We worked the project in what we lovingly call our “scrum butt” approach. It’s not quite Agile/Scrum — it doesn’t have the discipline of these formal models — but it leverages the nimbleness of these approaches and lets our project team and experts leverage their creativity to solve problems as they work the project.
We started by confirming the need. It was well-enough defined and had urgency. Then we scoped a possible solution and provided some mock-up info. We “socialized” (I hate that term) the concept with leadership and a few key stakeholders. Surprisingly, this was enough to get international travel approval from 2 different departments (business and IS&T) for 2 team members from Germany to travel to our USA headquarters for 2 1/2 weeks to work this project.

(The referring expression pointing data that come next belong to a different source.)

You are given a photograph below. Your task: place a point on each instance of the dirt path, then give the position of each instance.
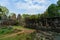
(23, 31)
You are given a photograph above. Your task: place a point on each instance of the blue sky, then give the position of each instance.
(27, 6)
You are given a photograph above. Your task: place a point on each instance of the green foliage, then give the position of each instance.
(3, 10)
(58, 3)
(52, 10)
(5, 30)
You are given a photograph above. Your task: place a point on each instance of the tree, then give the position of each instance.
(3, 10)
(52, 10)
(13, 16)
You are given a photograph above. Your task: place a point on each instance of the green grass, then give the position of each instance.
(23, 36)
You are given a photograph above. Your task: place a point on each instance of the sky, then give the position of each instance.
(27, 6)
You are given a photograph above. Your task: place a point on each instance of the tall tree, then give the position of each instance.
(58, 3)
(52, 10)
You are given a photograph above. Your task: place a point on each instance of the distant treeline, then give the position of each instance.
(50, 18)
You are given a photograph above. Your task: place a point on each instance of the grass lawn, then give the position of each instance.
(23, 36)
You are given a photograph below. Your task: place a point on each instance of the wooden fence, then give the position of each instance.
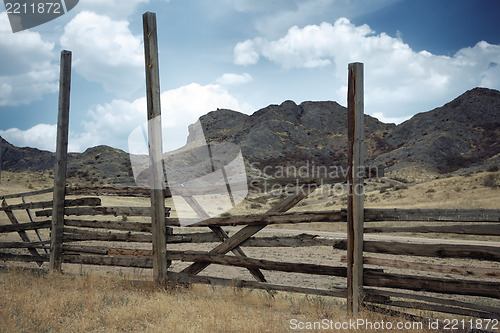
(456, 288)
(86, 233)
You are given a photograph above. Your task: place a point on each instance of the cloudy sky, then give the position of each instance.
(242, 55)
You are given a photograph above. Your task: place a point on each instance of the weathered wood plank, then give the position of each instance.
(355, 181)
(186, 278)
(22, 245)
(25, 226)
(246, 262)
(24, 257)
(437, 285)
(274, 218)
(156, 173)
(443, 309)
(485, 252)
(433, 299)
(32, 220)
(61, 162)
(464, 229)
(121, 261)
(72, 234)
(221, 234)
(92, 211)
(48, 204)
(451, 215)
(446, 269)
(116, 225)
(250, 230)
(110, 191)
(22, 233)
(26, 194)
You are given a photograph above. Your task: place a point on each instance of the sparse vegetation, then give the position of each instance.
(39, 301)
(491, 181)
(255, 205)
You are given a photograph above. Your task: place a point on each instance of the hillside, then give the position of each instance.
(464, 133)
(460, 136)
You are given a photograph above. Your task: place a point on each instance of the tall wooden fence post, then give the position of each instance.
(56, 236)
(355, 204)
(157, 180)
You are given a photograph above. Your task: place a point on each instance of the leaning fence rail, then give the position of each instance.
(403, 289)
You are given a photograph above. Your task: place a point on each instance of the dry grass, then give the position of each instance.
(39, 301)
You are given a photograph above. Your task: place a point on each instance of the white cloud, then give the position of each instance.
(398, 80)
(111, 123)
(273, 18)
(232, 79)
(245, 53)
(115, 9)
(105, 51)
(28, 66)
(41, 136)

We continued working on “socializing” the scope within our team and with a larger team of stakeholders and contributors. We assembled leaders, architects, and developers from 3 different departments to show case various solutions that already existed in this space. The goal was to get some agreement on a single future direction for all these silo’d tools. We were very pleased that everyone felt the same mandate and sense of community across silos. We followed the show case with another session to explore a new technology platform that might serve our own project and the next iteration of other existing tools. Again, we were surprised and pleased to find ready agreement in a common direction.
Finally, our team arrived on site and work began.

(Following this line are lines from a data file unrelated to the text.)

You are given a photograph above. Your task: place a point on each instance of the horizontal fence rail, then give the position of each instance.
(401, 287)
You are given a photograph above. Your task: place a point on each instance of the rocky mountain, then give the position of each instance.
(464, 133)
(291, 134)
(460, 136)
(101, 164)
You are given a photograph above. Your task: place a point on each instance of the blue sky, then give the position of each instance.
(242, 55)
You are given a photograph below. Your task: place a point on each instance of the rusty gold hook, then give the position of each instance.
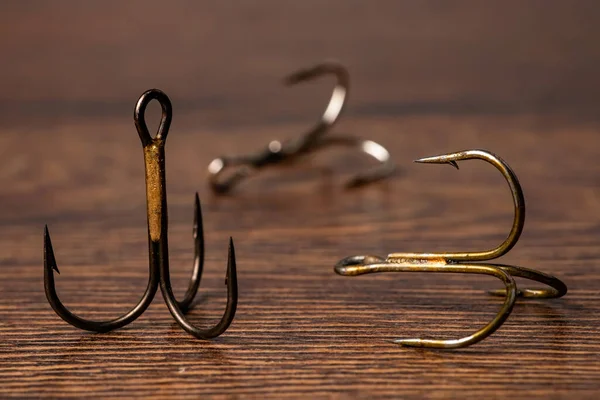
(462, 262)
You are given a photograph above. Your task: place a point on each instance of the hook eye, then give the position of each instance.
(140, 118)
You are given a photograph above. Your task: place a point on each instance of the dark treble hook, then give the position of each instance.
(277, 152)
(466, 262)
(156, 201)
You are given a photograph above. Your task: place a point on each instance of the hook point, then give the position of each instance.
(49, 259)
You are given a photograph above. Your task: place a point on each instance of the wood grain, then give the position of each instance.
(430, 78)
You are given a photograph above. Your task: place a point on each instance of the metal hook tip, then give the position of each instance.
(437, 160)
(49, 259)
(410, 342)
(231, 264)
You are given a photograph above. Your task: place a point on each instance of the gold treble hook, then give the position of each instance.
(277, 152)
(466, 262)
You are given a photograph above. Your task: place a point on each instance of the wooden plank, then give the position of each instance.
(72, 159)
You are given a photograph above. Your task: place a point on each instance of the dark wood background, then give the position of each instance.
(519, 78)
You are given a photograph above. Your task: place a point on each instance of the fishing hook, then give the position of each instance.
(278, 152)
(462, 262)
(158, 249)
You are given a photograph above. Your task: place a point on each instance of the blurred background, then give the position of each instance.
(222, 62)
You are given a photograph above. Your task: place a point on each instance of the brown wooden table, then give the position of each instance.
(517, 78)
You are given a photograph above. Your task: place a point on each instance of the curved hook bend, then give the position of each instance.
(359, 265)
(278, 152)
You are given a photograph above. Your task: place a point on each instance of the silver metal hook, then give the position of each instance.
(278, 152)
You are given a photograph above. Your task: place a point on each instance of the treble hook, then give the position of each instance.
(462, 262)
(158, 244)
(278, 152)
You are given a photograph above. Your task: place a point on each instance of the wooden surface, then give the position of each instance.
(517, 78)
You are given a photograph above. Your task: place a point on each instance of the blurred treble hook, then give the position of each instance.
(278, 152)
(158, 244)
(463, 262)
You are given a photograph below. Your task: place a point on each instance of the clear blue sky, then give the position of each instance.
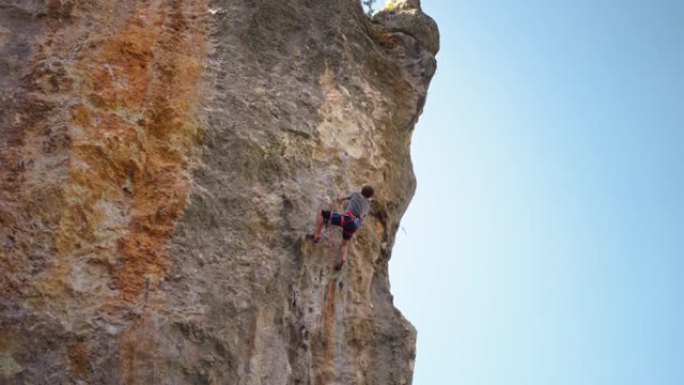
(545, 243)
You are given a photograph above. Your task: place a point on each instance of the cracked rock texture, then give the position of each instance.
(160, 163)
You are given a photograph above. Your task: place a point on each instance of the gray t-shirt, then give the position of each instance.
(358, 205)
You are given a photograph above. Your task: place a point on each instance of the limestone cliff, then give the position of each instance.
(160, 162)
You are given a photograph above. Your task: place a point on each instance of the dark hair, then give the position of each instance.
(367, 191)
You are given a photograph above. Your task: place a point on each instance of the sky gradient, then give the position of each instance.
(545, 242)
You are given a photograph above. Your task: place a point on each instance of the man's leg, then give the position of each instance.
(344, 247)
(319, 225)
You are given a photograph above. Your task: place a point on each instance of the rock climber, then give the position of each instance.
(350, 221)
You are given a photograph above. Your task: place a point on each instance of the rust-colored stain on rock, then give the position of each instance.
(131, 146)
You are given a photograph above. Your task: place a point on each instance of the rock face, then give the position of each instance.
(160, 162)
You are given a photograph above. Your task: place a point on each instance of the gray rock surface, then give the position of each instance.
(160, 163)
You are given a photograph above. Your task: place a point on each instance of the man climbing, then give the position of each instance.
(350, 221)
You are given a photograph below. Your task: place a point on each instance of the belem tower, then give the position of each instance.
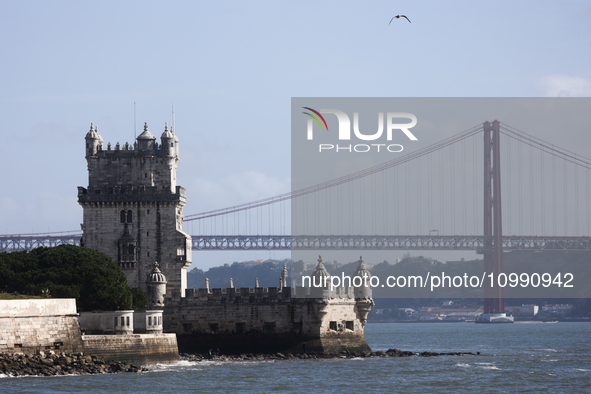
(133, 212)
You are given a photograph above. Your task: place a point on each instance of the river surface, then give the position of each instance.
(524, 357)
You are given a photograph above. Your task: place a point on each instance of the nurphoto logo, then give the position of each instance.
(344, 132)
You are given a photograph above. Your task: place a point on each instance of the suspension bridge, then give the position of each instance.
(546, 193)
(419, 201)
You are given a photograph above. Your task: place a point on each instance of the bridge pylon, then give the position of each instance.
(494, 303)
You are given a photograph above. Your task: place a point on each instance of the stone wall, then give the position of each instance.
(263, 320)
(139, 349)
(30, 326)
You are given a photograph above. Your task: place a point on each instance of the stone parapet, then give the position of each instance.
(31, 326)
(139, 349)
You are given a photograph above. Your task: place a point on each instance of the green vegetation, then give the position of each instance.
(67, 271)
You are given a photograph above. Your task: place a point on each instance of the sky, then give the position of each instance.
(231, 69)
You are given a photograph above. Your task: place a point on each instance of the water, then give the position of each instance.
(526, 358)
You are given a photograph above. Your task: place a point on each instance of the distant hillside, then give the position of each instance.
(243, 274)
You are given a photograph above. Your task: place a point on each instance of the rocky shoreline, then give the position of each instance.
(290, 356)
(19, 364)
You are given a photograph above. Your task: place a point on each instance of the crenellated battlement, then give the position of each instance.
(130, 193)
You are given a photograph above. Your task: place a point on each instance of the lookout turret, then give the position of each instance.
(133, 208)
(156, 288)
(94, 142)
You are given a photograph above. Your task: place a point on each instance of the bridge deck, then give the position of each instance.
(334, 242)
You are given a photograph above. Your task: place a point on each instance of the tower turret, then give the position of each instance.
(146, 141)
(363, 293)
(168, 142)
(94, 142)
(156, 288)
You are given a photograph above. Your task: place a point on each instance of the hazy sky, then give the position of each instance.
(231, 69)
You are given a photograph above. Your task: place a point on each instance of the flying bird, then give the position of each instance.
(399, 16)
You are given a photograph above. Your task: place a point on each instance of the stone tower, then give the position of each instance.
(133, 207)
(156, 288)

And you’re probably thinking that I skipped a few steps in my story. Not really. When the team arrived on site, we had a common vision and high-level outline of the larger buckets of work that needed to be delivered: a new data layer, a few key data problems solved, the interface of the tool built, and the PM side (communication, launch, training).
One key step that we skipped was gathering requirements. In this case, the requirements really were already gathered. We took the last 6 months of urgent reporting requests and the most recently delivered reports that had gone through several iterations already as our set of requirements. This way, we knew we had the salient things that were really needed and whose value had been proven despite some key data and platform weaknesses. This saved us from what typically becomes an uncontrolled expansion of requirements when we ask the open-ended question: “What do you need?”
With that high-level scope in mind, and documented very carefully on the war room white board (LOL), the team dug in and started rebuilding our earlier mockups in this new tool platform. This refined the scope, uncovered new problems, challenged some scope assumptions, etc. Every few days, we vetted conclusions with a few key stakeholders. We kept getting validation, and kept building, arguing, changing our minds, rebuilding, etc.
In the 2nd week of the project, we had a workable alpha version that we demo’d to the leadership team. They loved it and it validated all our assumptions and decisions. We finished refining it and it will launch on 05 Dec.
It’s loose. It’s sloppy. It’s nimble. It’s free. It’s creative. And it really does work.
But what makes it work? A team of people who work together all the time, who know each other, who are experts in their field, who know and live with the business requirements every day, and who are motivated to delivery something valuable and exciting.
You won’t find it in a text book. And purists will cringe and point out quite correctly all the risks and problems.
All I know is that we hit the mark and delivered in less than a month.